13. be used to separate and characterize the monocyte of blood, the equipment of blood macrophage particularly, it comprises:

-being used to add the device of reagent, described reagent suppresses the aggegation of whole blood and/or condenses;

-be used for by means of density gradient centrifugation preselected and enrichment monocyte, the particularly device of blood macrophage from whole blood;

-be used for by selecting and enrichment CD14 at the antibody of CD14 ⁺The device of cell, described antibody coupling at CD14 on magnetic bead or ELISA flat board, optional reversibly being coupled on magnetic beads or the ELISA flat board;

-be used for by selecting and enrichment CD16 at the antibody of CD16 ⁺The device of cell, described antibody coupling at CD16 on magnetic bead or ELISA flat board, optional reversibly being coupled on magnetic beads or the ELISA flat board;

-be used for coming monocyte colony by means of saponin(e solution or Triton solution, particularly the blood macrophage is bored a hole or the device of cracking;

-be used for being used to measure the active test of LDH (lactic dehydrogenase) to measure monocyte colony quantitatively by use, the device of blood macrophage particularly, described quantitative measurement is carried out in the ELISA flat board, more properly carries out therein carrying out among the same ELISA flat board of qualitative and quantitative measurement of molecular marker;

-be used for formerly monocyte to blood, particularly macrophage bore a hole or cracking after, come qualitative and measure quantitatively by means of ELISA flat bed reader and/or chemiluminescence surveying instrument by the device of molecular marker in the cell of blood macrophage phagocytic.
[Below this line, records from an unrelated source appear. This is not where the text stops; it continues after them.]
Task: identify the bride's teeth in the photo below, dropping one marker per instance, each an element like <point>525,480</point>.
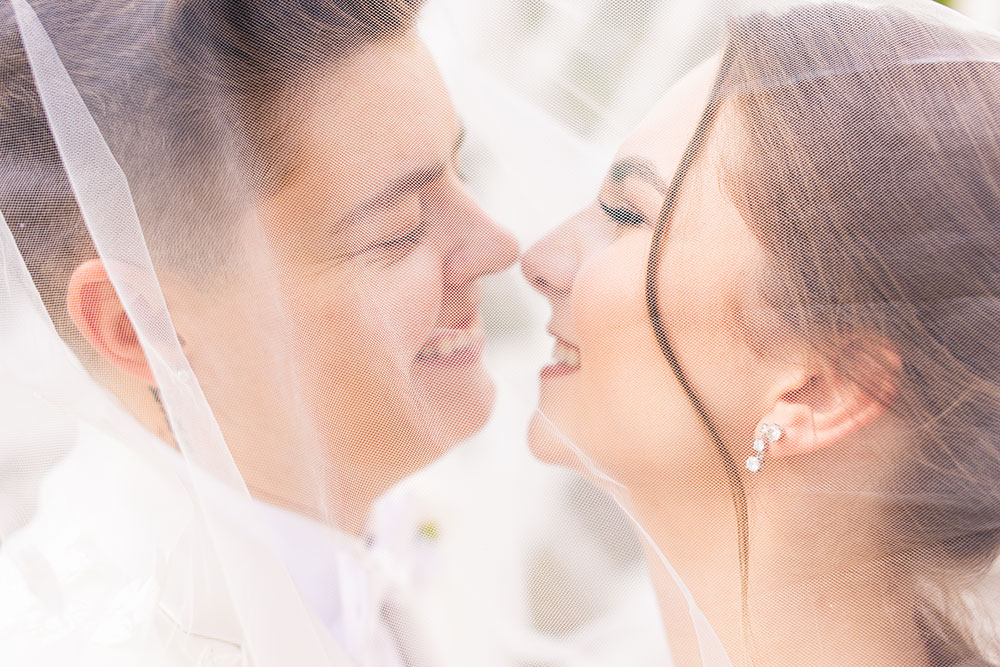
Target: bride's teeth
<point>447,344</point>
<point>566,355</point>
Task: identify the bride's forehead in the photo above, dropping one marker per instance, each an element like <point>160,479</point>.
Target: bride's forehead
<point>664,133</point>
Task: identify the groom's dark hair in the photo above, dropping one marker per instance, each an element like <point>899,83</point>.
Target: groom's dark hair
<point>192,96</point>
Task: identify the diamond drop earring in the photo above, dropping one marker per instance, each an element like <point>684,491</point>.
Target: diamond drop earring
<point>766,435</point>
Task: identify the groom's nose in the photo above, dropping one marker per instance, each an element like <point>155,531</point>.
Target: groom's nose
<point>483,246</point>
<point>551,264</point>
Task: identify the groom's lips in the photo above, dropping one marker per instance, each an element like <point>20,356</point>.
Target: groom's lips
<point>566,357</point>
<point>457,341</point>
<point>452,348</point>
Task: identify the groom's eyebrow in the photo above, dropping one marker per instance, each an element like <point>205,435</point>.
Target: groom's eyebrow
<point>638,167</point>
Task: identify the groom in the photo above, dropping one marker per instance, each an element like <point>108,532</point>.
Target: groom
<point>317,251</point>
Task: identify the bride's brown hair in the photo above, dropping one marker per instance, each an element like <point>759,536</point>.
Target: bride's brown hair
<point>868,167</point>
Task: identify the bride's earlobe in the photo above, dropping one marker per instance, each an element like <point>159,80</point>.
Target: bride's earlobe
<point>819,407</point>
<point>94,307</point>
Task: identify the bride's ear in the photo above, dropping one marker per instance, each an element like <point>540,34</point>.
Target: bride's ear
<point>818,407</point>
<point>94,307</point>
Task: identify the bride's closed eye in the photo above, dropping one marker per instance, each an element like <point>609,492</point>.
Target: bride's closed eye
<point>623,216</point>
<point>632,194</point>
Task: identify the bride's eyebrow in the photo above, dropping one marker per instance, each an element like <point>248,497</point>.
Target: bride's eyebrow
<point>638,167</point>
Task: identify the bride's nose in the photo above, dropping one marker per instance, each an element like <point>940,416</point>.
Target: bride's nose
<point>551,264</point>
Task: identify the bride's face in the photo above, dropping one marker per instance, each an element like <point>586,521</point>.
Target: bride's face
<point>611,391</point>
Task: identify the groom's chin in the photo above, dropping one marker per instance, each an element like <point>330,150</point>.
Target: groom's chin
<point>548,445</point>
<point>462,409</point>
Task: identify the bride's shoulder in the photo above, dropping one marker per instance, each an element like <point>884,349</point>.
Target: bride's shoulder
<point>83,577</point>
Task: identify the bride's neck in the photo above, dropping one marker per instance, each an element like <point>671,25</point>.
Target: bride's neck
<point>837,613</point>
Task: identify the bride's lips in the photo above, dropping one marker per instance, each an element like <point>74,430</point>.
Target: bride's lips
<point>452,347</point>
<point>566,357</point>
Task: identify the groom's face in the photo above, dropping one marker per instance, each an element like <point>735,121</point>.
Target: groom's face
<point>374,252</point>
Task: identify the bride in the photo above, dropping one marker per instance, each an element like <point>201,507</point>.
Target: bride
<point>778,339</point>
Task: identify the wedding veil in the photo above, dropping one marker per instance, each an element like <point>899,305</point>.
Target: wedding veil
<point>242,330</point>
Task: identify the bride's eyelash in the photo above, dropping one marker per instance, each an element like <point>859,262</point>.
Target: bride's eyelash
<point>623,216</point>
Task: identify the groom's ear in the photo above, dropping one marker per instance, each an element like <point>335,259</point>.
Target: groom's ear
<point>818,405</point>
<point>94,307</point>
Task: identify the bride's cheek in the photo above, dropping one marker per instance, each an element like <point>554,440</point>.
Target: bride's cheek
<point>608,300</point>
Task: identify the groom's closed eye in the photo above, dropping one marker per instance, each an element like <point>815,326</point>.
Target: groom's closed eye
<point>406,184</point>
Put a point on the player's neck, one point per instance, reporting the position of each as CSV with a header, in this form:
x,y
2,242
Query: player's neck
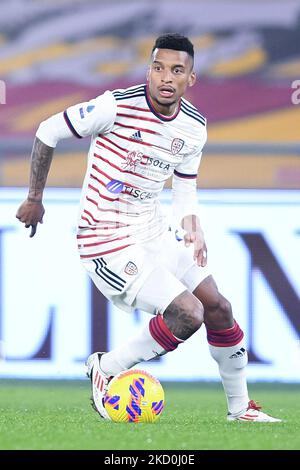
x,y
165,110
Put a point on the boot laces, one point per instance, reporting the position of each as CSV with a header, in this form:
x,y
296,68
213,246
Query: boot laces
x,y
253,406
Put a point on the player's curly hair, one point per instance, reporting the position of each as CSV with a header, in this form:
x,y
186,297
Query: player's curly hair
x,y
174,41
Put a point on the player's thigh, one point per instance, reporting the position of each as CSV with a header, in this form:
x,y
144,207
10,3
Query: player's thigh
x,y
158,291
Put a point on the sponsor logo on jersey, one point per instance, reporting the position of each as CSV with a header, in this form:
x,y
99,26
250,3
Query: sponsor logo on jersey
x,y
131,268
176,146
150,161
89,109
115,186
240,353
138,193
137,136
132,159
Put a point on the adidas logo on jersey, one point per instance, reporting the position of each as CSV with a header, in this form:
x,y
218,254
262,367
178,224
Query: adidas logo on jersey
x,y
241,352
137,136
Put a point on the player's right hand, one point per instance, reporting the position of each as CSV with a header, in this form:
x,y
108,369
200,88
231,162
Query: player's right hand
x,y
31,213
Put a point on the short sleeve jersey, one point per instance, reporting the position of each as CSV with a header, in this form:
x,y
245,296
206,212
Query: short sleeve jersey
x,y
133,151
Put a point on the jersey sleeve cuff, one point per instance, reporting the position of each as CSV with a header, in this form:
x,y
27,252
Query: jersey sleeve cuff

14. the equipment according to claim 13 is characterized in that, be used for by use be coupled on the magnetic bead, at the antibody of CD56 or CD57 or CD161, from monocyte CD16 particularly ⁺The device of getting rid of NK cell (natural killer cell) in the leukocytic set with cell surface marker CD56 or CD57 or CD161.

15. equipment according to one of claim 13 or 14, it is characterized in that, be used for before the cracking monocyte it is fixed and the device of infiltration, so that the antibody at the molecular marker intracellular, that quilt is engulfed carried out combination in the cell before lysis, preferably, described fixing and infiltrationization is in selection and/or enrichment and/or before isolating the blood macrophage or comprising the leukocyte population of blood macrophage or randomly carry out after this.